Kustaa Saksi’s large-scale installation, created using jacquard weaving techniques and delicate Japanese washi paper yarns, depicts a gnarled pine tree torn from the earth and suspended in mid-air, spanning 15 meters in length. Floating like an organic creature, it dominates the space with snow-covered branches and exposed roots forming a fractal-like structure where abstract and figurative elements intertwine. The tree evokes an expressive interpretation of the käkkärämänty — a twisted, stunted pine shaped by harsh conditions, at once fragile and resilient. It becomes a symbol of the human relationship with forests, identity, and mental health.
Rooted in personal memory, the piece draws on Saksi’s childhood summers spent among wind-bent pines on the islands of the eastern Gulf of Finland. These trees serve as both inspiration and metaphor, linking the artist’s past to broader cultural and ecological narratives.
In Finnish folk tradition, trees have long held sacred significance as symbols of the connection between humans and nature. The mythic Tree of Life — a cosmic tree linking the sky, the earth, and the underworld through its roots — has served as a conceptual framework for understanding existence. In Saksi’s interpretation, the tree no longer grows upwards from the ground; it is uprooted, suspended, yet still alive — like a reversed cosmos or a reflection of the subconscious.
As a Finnish artist who has lived abroad in France and the Netherlands for over two decades, Saksi infuses the work with a deeply personal sense of dislocation and the search for belonging. This emotional undercurrent resonates with the legacy of painter Pekka Halonen, known for his serene depictions of Nordic nature and admiration for Japanese aesthetics. Halonen and Saksi share not only a fascination with the käkkärämänty, but also a cultural dialogue that bridges Finland and Japan — reinforced here through the use of washi yarns, which act as a material as well as a metaphorical connection.

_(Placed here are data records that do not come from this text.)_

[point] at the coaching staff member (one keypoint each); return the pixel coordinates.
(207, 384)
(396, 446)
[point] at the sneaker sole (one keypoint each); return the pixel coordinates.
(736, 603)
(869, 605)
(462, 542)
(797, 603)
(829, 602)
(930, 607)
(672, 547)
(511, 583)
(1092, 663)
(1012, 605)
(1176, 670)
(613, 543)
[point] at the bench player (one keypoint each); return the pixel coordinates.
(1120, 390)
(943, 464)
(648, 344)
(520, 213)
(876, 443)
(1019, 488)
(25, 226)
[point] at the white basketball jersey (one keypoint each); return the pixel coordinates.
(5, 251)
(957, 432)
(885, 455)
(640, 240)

The installation comments on the human disconnection from nature: the tree has been torn away, but it remains present. It reflects nature’s vulnerability and its power to reclaim space. Snow-laden branches and fractal geometry allude to nature’s complexity, while the exposed roots suggest a severed connection—echoing both environmental estrangement and the artist’s personal journey of seeking roots. The theme of mental health emerges in this tension: the tree is simultaneously strong and fragile, like the human mind striving to find its place in the world.

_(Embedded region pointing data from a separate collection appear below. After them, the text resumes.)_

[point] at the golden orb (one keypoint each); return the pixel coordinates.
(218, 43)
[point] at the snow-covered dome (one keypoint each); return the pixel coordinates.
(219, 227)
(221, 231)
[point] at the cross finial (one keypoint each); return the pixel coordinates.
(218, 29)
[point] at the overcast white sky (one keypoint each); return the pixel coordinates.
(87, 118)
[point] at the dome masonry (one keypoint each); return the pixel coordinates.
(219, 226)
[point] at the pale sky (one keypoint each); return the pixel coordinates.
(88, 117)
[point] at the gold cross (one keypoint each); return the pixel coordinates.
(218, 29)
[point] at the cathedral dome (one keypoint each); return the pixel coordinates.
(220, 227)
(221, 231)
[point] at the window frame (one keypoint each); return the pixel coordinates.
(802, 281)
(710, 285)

Saksi and Halonen intersect not only through the twisted pine, but through their respective ways of addressing identity. While Halonen’s tranquil landscapes reflect a sense of rootedness and national identity, Saksi’s monumental, space-filling installation offers a contemporary counterpoint — a visual meditation on uprootedness and the search for home. The work asks: what does it mean to belong — to a forest, a culture, or one’s own sense of self?

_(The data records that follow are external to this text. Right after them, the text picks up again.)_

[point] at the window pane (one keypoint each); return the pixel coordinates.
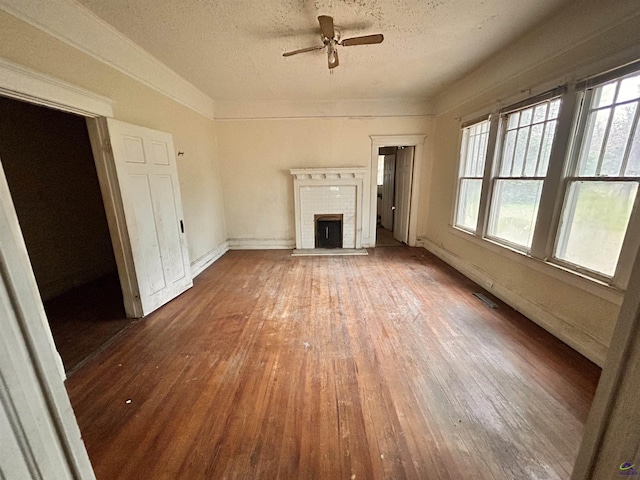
(468, 203)
(507, 154)
(473, 152)
(618, 139)
(603, 96)
(545, 153)
(554, 109)
(540, 113)
(525, 117)
(633, 164)
(521, 151)
(534, 149)
(592, 143)
(594, 222)
(629, 89)
(514, 210)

Kustaa Saksi (b. 1975, Kouvola, Finland) is a Finnish multidisciplinary artist based in Amsterdam,
the Netherlands. Working at the intersection of contemporary art and design, Saksi explores themes of abstraction, nature, and altered perception. His practice is characterised by a fusion of organic forms, intricate textures, vibrant colour palettes, and innovative materials, resulting in immersive visual environments that blur the boundaries between image, object, and atmosphere.